Muzhee Kawesa Rwebembera, the saazi chief for Bugangaizi County, Bunyoro Kingdom, says that the most dilapidated royal tomb is the one where Duhaga Chwa Mujwiga 1 is buried. The tomb of the 16th Omukama of Bunyoro who reigned for 51 years from 1731 to 1782 is almost forgotten. It is located in Kihumuro village, Bwanswa sub county, Kibaale district, a few metres from Kagadi-Mubende road.
Kawesa says that the existence of the cultural site came under intense threat on February 7, 2013 when unidentified people raided it and allegedly exhumed the remains of Omukama Duhaga Chwa Mujwiga I. Police is yet to ascertain the motive for the vandalism. No suspects have been arrested.
Kawesi says nothing has been done to restore the tombs since they were vandalised and is afraid they may soon fall into total disrepair.
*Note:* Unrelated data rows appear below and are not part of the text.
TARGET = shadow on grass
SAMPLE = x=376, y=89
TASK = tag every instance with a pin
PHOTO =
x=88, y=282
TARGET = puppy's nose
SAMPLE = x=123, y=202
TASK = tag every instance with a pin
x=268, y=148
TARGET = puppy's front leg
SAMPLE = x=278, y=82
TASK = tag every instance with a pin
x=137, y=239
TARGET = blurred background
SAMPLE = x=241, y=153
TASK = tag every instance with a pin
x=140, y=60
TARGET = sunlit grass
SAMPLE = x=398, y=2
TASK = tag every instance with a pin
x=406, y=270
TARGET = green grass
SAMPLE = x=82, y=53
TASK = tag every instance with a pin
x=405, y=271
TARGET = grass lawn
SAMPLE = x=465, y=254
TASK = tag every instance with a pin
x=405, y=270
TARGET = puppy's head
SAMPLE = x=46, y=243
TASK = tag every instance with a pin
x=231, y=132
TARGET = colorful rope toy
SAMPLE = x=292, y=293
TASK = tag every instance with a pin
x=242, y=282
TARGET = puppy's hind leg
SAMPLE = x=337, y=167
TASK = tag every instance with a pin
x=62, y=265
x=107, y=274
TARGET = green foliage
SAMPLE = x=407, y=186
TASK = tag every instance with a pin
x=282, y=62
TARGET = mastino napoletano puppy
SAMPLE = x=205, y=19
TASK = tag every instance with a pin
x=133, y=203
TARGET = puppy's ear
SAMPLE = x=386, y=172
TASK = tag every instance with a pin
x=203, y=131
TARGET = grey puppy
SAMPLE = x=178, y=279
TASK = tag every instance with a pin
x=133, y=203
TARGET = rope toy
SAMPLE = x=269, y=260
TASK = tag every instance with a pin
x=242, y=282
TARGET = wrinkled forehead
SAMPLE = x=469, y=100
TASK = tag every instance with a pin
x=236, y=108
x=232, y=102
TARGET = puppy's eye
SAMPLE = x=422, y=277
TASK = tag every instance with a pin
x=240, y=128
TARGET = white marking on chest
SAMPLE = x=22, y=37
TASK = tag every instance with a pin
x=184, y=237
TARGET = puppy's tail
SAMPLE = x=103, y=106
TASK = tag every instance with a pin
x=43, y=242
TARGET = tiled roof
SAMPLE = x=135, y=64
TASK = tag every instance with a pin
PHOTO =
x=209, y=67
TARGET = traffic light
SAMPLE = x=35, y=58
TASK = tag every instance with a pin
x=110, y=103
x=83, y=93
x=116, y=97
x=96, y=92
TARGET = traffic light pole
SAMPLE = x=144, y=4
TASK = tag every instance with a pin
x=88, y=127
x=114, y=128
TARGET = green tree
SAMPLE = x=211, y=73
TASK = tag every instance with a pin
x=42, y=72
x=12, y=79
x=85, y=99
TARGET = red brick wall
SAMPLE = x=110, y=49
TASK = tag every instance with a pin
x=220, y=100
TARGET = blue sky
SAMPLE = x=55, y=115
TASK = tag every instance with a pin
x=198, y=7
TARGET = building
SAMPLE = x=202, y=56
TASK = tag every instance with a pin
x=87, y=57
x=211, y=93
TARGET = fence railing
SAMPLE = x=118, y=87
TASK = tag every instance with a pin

Another important neglected tomb belongs to Omukama Kyebambe IV Kamurasi at Ngangi village in Kibaale town council, Kibaale district. Kyebambe IV Kamurasi reigned from 1852-1869 was buried here.
He was the father to Omukama Chwa II Kabalega, the great king who ruled from 1870-1899 before being ousted and forced into exile by British colonialists.
Kabalega is remembered for resisting the British indirect rule in Uganda through his Nyangire rebellion.
Kabalega’s successor King George William Kitahimbwa’s tomb in Masaka village, Nyalweyo sub county is equally neglected. Kitahimbwa reigned from 1898 to 1903 and was buried there.
Araali Ronald Isagara, an elder in Bunyoro Kitara Kingdom in Kibaale district, explains that though Kitahimbwa royal tomb got a facelift, the 10 million shillings collected and used was hardly enough to do a thorough job.
He adds that most the royal tombs in the district have had the pieces of land where they sit encroached on by residents due to poor demarcation.
Elder Araali argues for their care because the royal tombs are part of cultural heritage and play a big role in promotion of tourism from both local and international fraternities. Their extinction will put the cultural heritage and tourism of Bunyoro Kingdom at stake.
He further reveals that cultural sites in Bunyoro Kingdom started declining in 1966 when then president of Uganda Dr. Apolo Milton Obote abolished kingdoms and their consequent care by tax payers.
Concern for these cultural landmarks comes ahead of the celebrations to mark 19 years since the current Omukama Iguru ascended to the throne.
This year’s coronation commonly known as Empango will be held under a theme dubbed “Tapping Tourism and Agricultural Opportunities in Bunyoro.”
The theme aims at promotion of tourism and trade in the kingdom a move which local kingdom leaders say is supposed to begin with developing and modernizing cultural sites.